The song “Friends are Evil” encapsulates this, starting quite heavy and sludgy, but when the singer utters the final “they remind me nothing lasts,” the drums drop out and the guitars glide into shining crescendo, building, and building until slowly fading out in a somber drone.
“Sun Day” is a blistering, shoegaze journey from front to back, with the guitars soaring more than any other track. Rather fittingly, it instills a sort of unease in me, the kind I’d feel as a kid on the final Sunday of summer or winter vacation. It’s in these moments that my heart would tell me that I had a few more hours of bliss, but in my gut, I knew my freedom was coming to an end very soon, and I wanted nothing more than just one more day.
5. "Album" by Girls
Album by the band Girls is peculiar in a couple ways. One, being that they literally just named their album Album, and the other that their name is Girls despite the band being just two guys. However, most of the songs are certainly about girls, and in some instances are named after them.
The whole record has an incredible sweetness to it, recorded all fuzzy and lo-fi with boyish vocals and shimmering, bouncy guitars. With an obvious influence from some oldies rock, but recontextualized with a punky/surfy attitude, it makes many of the songs on here sound like a never-ending trip to the beach.
Tracks like “Lust for Life” where the narrator sings “I wish I had a pizza and a bottle of wine… we could make a big fire every night,” and “Morning Light” which goes “Meet me in the morning light/We know it won’t last forever” remind me of the kind of high school glee you’d see in the movies. Just this overwhelming sense of joy with someone, no matter how fleeting.
Things aren’t always so successful though, and “Lauren Marie” touches on those times where your crush was just out of reach. “I might never get my arms around you but that doesn’t mean I won’t try,” he sings, holding onto the hope that things may still work out.
“Hellhole Ratrace” touches on how it can feel at the end of all the heartache, all the failing for being the “nice guy,” all the reaching out and there’s still no one to give you comfort. This track is that last ditch effort to get help from someone, as he repeats over and over “I don’t wanna cry my whole life through… so come on, come on, come on and laugh with me.” Hate to say I’ve been there before, but sometimes we all just need a friend.

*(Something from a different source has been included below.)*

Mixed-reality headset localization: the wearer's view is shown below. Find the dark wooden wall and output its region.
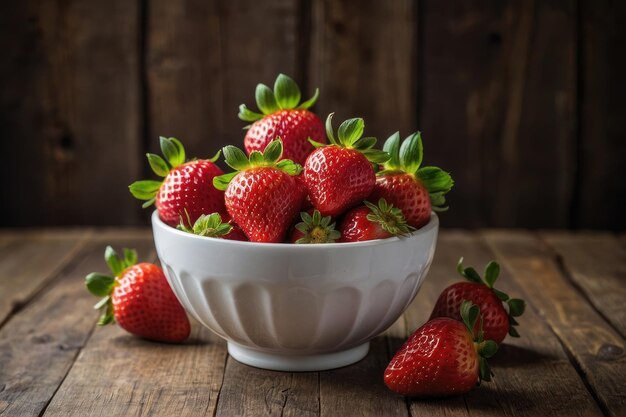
[0,0,626,230]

6. "Skeptic Goodbye" by You Won't
Skeptic Goodbye’s first track “Three Car Garage” opens with a recording of the lead man singing as a child, tying into how the main theme of the album is about longing for your childhood and wanting to be a kid again to escape all the stresses of adulthood. The result is something often sad, endearing, but also funny.
The title track is a somber piano piece played on what sounds like an old dusty piano and performed quite sloppily on purpose to give this amateurish feel to it as if he’s learning to play it for the first time. “Ten Years Old” is about a relationship failing that the narrator had with someone he’d known since his childhood. “I wish I was ten years old!” he shouts, wanting to go back to when they were kids, and his now lost love was always happy to see him.
Perhaps my favorite track would have to be “Who Knew,” a love song in the style of a jaunty folk tune. The narrator is in love with someone who always says now is not the right time, so he goes and confesses all the things he would do to show his love to her at different ages.
He sings “If I was a cute little kid/I would show you the painting I did for you,” and later “If I was Marty McFly, I would go back to when we were nine or ten, and I’d be your best friend,” which stands as probably the most heartwarmingly cute line I’ve ever heard in a song.